Composability #219

rahul-tuli · 2024-12-02T22:20:40Z

This PR enables composability in the ModelCompressor!

Features Added

Support for targets and ignore in SparseCompressors
Adds flexibility to specify layers for compression.
Composability for compress/decompress pathways
Typing updates
Improves type annotations for some methods.
New tests
- Composability Test to validate the integration of compression features.
- FP8 Test to verify composability with FP8 quantization.
- Tests for expanding targets for SparseCompressors
- Adds some testing utilities as well

Test Script

Expand to view the test script

import torch
import argparse
from pathlib import Path
from transformers import AutoTokenizer, AutoModelForCausalLM, AutoConfig
from llmcompressor.transformers import oneshot
from compressed_tensors import ModelCompressor, QUANTIZATION_CONFIG_NAME

# Constants for default values
DEFAULT_MODEL_ID = "TinyLlama/TinyLlama-1.1B-Chat-v1.0"
DEFAULT_DATASET = "gsm8k"
DEFAULT_DATASET_CONFIG_NAME = "main"


def load_model_and_tokenizer(model_id: str):
    """Load the model and tokenizer from the Hugging Face Hub."""
    model = AutoModelForCausalLM.from_pretrained(
        pretrained_model_name_or_path=model_id, 
        device_map="auto", 
        torch_dtype="auto"
    )
    tokenizer = AutoTokenizer.from_pretrained(pretrained_model_name_or_path=model_id)
    return model, tokenizer


def apply_recipe(model: torch.nn.Module, recipe_path: str, dataset: str, tokenizer, dataset_config_name: str = None):
    """Apply a sparsity or quantization recipe to the model."""
    oneshot(
        model=model, 
        recipe=recipe_path, 
        dataset=dataset, 
        tokenizer=tokenizer,
        dataset_config_name=dataset_config_name,
    )


def generate_sample_output(model: torch.nn.Module, tokenizer):
    """Generate a sample output to verify model functionality."""
    print("========== SAMPLE GENERATION ==============")
    input_text = "Hello my name is"
    input_ids = tokenizer(
        text=input_text, 
        return_tensors="pt"
    ).input_ids.to("cuda")
    output = model.generate(
        input_ids=input_ids, 
        max_new_tokens=20
    )
    print(tokenizer.decode(output[0]))
    print("==========================================")

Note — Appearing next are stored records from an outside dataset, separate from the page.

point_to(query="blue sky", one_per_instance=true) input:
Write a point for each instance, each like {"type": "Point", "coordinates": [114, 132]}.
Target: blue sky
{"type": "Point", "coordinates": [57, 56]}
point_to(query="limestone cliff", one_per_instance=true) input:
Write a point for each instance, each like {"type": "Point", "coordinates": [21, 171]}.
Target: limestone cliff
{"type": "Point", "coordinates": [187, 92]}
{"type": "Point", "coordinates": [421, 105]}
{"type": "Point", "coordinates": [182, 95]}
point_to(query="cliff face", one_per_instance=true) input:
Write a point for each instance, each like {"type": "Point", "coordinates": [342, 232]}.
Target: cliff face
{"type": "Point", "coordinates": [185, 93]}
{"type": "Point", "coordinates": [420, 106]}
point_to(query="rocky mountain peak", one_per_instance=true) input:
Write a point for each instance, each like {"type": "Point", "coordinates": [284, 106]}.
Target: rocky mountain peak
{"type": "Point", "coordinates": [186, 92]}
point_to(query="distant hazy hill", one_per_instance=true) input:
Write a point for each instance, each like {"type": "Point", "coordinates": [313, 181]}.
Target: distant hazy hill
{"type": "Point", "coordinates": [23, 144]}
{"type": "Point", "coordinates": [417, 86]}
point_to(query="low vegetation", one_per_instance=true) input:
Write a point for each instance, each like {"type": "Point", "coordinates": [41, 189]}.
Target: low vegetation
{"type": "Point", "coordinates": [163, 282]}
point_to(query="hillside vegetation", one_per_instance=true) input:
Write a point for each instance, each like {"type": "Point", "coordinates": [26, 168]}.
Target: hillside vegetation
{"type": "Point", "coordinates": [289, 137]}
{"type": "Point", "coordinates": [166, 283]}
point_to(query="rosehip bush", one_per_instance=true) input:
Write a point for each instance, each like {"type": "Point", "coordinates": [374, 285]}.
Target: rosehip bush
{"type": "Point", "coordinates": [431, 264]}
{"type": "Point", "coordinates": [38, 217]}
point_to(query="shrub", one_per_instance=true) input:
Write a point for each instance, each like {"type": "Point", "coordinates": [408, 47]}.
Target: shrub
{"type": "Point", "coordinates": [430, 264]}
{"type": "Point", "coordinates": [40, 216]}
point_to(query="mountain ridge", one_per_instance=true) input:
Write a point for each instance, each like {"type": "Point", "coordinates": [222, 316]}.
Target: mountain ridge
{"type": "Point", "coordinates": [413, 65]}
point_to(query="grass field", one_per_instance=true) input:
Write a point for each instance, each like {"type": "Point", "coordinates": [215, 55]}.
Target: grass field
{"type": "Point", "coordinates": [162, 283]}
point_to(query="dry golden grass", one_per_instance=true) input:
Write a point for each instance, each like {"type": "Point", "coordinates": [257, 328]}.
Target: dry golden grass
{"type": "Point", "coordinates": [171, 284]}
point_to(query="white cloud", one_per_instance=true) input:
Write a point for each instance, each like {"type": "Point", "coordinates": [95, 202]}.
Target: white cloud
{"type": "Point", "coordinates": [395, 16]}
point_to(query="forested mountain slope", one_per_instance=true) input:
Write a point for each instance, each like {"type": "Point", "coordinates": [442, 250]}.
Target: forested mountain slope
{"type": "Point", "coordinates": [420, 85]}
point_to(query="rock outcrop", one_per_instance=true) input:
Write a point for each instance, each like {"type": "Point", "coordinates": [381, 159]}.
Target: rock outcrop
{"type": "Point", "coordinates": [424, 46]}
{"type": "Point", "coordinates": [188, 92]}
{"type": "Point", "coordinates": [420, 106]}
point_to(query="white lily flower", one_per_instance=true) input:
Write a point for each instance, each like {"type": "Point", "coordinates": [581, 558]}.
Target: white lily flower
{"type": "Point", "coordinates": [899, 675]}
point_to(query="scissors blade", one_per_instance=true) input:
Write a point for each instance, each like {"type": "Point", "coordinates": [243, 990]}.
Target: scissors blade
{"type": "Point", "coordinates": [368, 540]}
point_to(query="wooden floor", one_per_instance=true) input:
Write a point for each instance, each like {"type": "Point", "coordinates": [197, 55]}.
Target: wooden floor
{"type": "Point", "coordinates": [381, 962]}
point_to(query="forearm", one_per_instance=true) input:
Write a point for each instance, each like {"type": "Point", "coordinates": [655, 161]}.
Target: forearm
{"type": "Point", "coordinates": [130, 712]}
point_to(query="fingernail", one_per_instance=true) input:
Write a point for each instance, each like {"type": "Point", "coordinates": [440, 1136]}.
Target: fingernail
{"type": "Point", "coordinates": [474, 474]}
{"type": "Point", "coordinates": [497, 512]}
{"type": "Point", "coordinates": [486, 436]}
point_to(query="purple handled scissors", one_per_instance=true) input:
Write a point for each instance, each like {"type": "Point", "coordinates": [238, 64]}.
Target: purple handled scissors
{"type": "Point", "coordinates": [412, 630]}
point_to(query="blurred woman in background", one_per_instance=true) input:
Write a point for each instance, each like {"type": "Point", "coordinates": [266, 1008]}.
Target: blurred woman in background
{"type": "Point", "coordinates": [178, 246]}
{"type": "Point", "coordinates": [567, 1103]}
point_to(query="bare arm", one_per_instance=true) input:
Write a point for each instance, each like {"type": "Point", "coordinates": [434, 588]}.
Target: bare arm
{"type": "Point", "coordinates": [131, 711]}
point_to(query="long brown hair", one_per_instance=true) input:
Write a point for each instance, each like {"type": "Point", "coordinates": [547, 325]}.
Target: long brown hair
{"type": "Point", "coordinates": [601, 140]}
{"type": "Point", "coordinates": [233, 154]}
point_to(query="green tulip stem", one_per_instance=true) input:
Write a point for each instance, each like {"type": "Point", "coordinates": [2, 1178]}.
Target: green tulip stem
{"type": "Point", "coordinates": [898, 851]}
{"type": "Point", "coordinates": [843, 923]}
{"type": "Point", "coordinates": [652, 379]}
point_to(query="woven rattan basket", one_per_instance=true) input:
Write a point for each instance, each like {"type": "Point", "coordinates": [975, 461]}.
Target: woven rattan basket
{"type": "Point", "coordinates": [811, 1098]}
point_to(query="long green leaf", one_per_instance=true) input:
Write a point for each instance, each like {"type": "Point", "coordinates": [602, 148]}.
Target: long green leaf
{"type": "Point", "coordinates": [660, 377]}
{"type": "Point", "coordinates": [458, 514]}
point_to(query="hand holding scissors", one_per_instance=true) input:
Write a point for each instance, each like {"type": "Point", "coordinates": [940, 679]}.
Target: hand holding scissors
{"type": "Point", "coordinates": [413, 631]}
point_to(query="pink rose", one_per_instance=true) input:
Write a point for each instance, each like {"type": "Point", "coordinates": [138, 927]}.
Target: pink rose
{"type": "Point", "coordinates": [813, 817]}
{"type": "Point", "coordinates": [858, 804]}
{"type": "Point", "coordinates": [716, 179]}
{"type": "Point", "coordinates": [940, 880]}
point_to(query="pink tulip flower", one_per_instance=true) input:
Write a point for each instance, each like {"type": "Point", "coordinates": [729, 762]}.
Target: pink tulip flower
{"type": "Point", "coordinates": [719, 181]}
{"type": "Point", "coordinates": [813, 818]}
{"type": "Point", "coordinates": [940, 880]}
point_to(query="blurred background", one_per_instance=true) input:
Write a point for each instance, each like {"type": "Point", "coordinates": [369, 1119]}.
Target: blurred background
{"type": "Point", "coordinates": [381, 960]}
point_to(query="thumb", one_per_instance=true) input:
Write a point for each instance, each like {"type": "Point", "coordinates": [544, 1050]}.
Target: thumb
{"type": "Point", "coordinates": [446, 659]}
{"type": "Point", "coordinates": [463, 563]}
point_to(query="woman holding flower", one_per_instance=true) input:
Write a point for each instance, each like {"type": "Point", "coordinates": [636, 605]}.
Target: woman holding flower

def save_model_and_tokenizer(model: torch.nn.Module, tokenizer, save_dir: str, save_compressed: bool = True):
    """Save the model and tokenizer locally."""
    model.save_pretrained(save_directory=save_dir, save_compressed=save_compressed)
    tokenizer.save_pretrained(save_directory=save_dir)
    return save_dir


def get_save_directory(model_id: str, recipe_style: str, dataset_name: str, compressor_name:str) -> str:
    """Generate a save directory name based on the model and recipe style."""
    model_name = model_id.split("/")[-1] if "/" in model_id else model_id
    
    if dataset_name not in model_name:
        model_name = f"{model_name}-{dataset_name}"
    
    if "-Uncompressed" in model_name:
        model_name = model_name.replace("-Uncompressed", "")
    
    return f"nm-testing/{model_name}-{recipe_style}-{compressor_name}"


def parse_arguments():
    """Parse command-line arguments."""
    parser = argparse.ArgumentParser(description="Apply sparsity or quantization recipes and save the model locally.")
    parser.add_argument(
        "--model_id",
        type=str,
        default=DEFAULT_MODEL_ID,
        help="Model ID from Hugging Face Hub or local directory."
    )
    parser.add_argument(
        "--recipe_path",
        type=str,
        required=True,
        help="Path to the recipe YAML file."
    )
    parser.add_argument(
        "--dataset",
        type=str,
        default=DEFAULT_DATASET,
        help="Dataset name for recipe application."
    )
    parser.add_argument(
        "--dataset_config_name",
        type=str,
        default=None,
        help="Dataset configuration name."
    )
    parser.add_argument(
        "--save_uncompressed",
        action="store_true",
        help="Flag to check decompression of the model."
    )
    parser.add_argument(
        "--check_decompression",
        action="store_true",
        help="Flag to check decompression of the model."
    )
    parser.add_argument(
        "--print_generation",
        action="store_true",
        help="Flag to print a sample generation."
    )

    args = parser.parse_args()
    if args.dataset == DEFAULT_DATASET and args.dataset_config_name is None:
        args.dataset_config_name = DEFAULT_DATASET_CONFIG_NAME

    print("\nParsed CLI Arguments:")
    for arg, value in vars(args).items():
        print(f"  {arg}: {value}")
    print("\n")
    return args


def check_decompression(uncompressed_model: torch.nn.Module, compressed_path: str, base_model_id: str):
    """Verify that the decompressed model matches the uncompressed model."""
    decompressed_model = AutoModelForCausalLM.from_pretrained(
        pretrained_model_name_or_path=base_model_id, 
        torch_dtype="auto", 
        device_map="auto"
    )

    config = AutoConfig.from_pretrained(pretrained_model_name_or_path=compressed_path)
    compression_config = getattr(config, QUANTIZATION_CONFIG_NAME, None)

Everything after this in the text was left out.